Due to economic constraints, many churchgoers in Nigeria struggle to put food on their tables daily. They can hardly pay their bills or put off some money for savings, not to talk of affording luxurious items(which they crave). Consequently, the new-age African pastor has no problem ascribing the roots of the issues to certain evil spiritual beings, pointing out that the way out of poverty is to 'give.'
Because of the spiritual background of most African, they also have no issues believing the narrative. The gods have always required the blood of livestock in exchange for protection, good harvest, fertility, or prosperity. As a consequence, African pastors base the prosperity gospel on-premise 'give, and ye shall receive.
Specific carefully selected Bible verse based on the topic accompany their preaching most times with a bit of Jesus here and there-flawless!
The doctrines from new-age pulpits emphasize the manipulation of specific immutable laws to guarantee prosperity. Analogous to the law of karma, cause, and effect, action, and reaction(take your pick), the sermons are skillfully crafted around these principles, 'give, and ye shall receive. Somehow these acts of religious giving are supposed to obligate God to bless the giver. This is not to say that it is inherently wrong to give for the advancement of God's work; it is the emphasis on giving that draws suspicion.
The effects of the prosperity gospel:
The preaching of the prosperity gospel can be likened to giving little kids sweets before the main meal, thereby dampening their appetites. The prosperity gospel breeds Christians who seek the hand of God rather than his face. The Christians exposed to this kind of sermons dream of becoming like the preachers who live in stately homes, riding fast cars, and affording the luxuries of life. This goes against the very essence of Christianity, which should be heaven-focused rather than prosperity-focused.
The adherents of the prosperity gospel are urged to give so that they can receive wealth. This doesn't say that their trust in God is misplaced; most times, the congregation thinks of it as an automatic process. Knowingly or unknowingly, most prosperity preachers fail to emphasize the importance of hard work and discipline as a means of achieving success in any endeavor. Consequently, the believers go home with faith in their hearts, hoping for prosperity to find them while doing nothing. The result is catastrophic -poverty. The effect of the gospel of wealth is cushioned in the US, where it originated with income per capita of $60,200 per annum(versus $1,585 per annum in Africa). Americans will survive the nauseous side effects of this new-age gospel. The same cannot be of Christians in Africa.

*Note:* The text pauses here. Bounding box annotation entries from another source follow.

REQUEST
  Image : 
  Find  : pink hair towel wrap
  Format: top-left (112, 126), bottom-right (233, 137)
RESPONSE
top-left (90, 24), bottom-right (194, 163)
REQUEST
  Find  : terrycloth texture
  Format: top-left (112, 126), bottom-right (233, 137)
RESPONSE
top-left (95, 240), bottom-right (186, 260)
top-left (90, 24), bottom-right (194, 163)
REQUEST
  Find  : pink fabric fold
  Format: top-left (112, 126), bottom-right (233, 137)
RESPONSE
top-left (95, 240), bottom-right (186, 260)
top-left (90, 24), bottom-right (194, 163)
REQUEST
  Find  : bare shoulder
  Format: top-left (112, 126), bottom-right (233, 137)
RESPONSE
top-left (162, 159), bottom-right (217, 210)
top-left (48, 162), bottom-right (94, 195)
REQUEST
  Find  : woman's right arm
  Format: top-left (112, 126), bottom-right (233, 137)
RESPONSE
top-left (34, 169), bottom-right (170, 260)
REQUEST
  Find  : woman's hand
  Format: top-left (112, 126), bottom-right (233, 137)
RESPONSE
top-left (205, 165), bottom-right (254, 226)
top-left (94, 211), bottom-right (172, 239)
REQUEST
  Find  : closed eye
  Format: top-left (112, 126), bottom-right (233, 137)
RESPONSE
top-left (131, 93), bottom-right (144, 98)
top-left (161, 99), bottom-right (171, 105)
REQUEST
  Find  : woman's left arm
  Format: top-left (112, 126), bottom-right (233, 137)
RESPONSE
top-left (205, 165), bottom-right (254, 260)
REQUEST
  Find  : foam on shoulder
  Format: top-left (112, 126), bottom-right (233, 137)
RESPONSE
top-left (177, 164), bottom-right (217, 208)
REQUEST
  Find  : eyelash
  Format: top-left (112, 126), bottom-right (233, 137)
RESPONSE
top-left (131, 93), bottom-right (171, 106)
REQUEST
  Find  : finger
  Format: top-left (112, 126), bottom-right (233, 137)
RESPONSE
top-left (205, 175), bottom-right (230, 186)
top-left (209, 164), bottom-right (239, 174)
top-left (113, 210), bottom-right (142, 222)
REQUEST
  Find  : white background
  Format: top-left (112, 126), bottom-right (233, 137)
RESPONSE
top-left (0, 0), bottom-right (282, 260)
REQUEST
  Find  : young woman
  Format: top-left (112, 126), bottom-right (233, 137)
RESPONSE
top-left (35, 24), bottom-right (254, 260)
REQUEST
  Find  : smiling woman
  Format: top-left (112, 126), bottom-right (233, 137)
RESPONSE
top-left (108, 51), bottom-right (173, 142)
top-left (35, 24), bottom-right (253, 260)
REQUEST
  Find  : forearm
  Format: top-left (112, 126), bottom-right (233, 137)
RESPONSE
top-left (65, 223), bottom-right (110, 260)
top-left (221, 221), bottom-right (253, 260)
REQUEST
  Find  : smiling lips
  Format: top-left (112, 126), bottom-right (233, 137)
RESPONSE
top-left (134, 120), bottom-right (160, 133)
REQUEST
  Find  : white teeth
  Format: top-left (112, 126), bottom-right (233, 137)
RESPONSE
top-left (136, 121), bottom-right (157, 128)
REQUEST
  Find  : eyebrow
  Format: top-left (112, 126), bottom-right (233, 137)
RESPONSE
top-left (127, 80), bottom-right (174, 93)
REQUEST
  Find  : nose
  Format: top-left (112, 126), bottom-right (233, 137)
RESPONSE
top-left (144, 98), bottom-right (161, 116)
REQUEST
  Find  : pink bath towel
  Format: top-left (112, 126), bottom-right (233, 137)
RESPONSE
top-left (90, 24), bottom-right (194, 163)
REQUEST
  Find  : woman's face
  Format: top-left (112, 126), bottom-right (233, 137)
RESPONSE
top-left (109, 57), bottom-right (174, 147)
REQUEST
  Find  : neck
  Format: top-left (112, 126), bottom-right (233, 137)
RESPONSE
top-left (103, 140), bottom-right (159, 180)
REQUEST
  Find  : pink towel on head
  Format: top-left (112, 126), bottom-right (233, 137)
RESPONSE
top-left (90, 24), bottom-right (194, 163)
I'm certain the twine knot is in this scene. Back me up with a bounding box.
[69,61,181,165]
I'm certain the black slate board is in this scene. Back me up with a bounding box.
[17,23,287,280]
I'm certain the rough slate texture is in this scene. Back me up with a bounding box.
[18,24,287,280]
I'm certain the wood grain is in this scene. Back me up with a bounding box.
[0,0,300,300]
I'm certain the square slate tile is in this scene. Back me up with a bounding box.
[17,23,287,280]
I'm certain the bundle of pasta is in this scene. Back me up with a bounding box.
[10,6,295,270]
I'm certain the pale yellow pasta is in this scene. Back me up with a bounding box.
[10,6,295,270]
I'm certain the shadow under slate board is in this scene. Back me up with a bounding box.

Hardly any week passes without the news of one or more appalling stories involving Christians. The headlines can be found to go along these lines: 'Pastor found burying day old child in church premises,' 'pastor orders congregation to eat grass for prosperity' and the likes.
These kinds of headlines have become rampant, thanks to the greed which this kind of doctrine fosters.
Recent research has reported that the majority religion in Africa is Christianity and that 38% of Christian will lodge in Africa by the year 2050. This number includes everyone who identifies as 'Christian, be it Orthodox, Roman Catholic, Jehovah's Witness, or any other Christian affiliations. Of the total number, protestants are projected to make up 37%.
Going by these figures, then by the year 2050, Africa's Christian population will be put at 1.1 billion Christian while 37%(i.e., 408,813,000 ) will be protestants.
In conclusion, Christianity in Africa has come a long way from humble beginnings. Presently, the role models who are supposed to tend the flocks by living an exemplary life as Jesus did are now obsessed with getting rich. And the trend doesn't seem to be stopping soon but instead gains momentum day by day. Going by these numbers, you can wonder what the future holds for Christianity in Africa.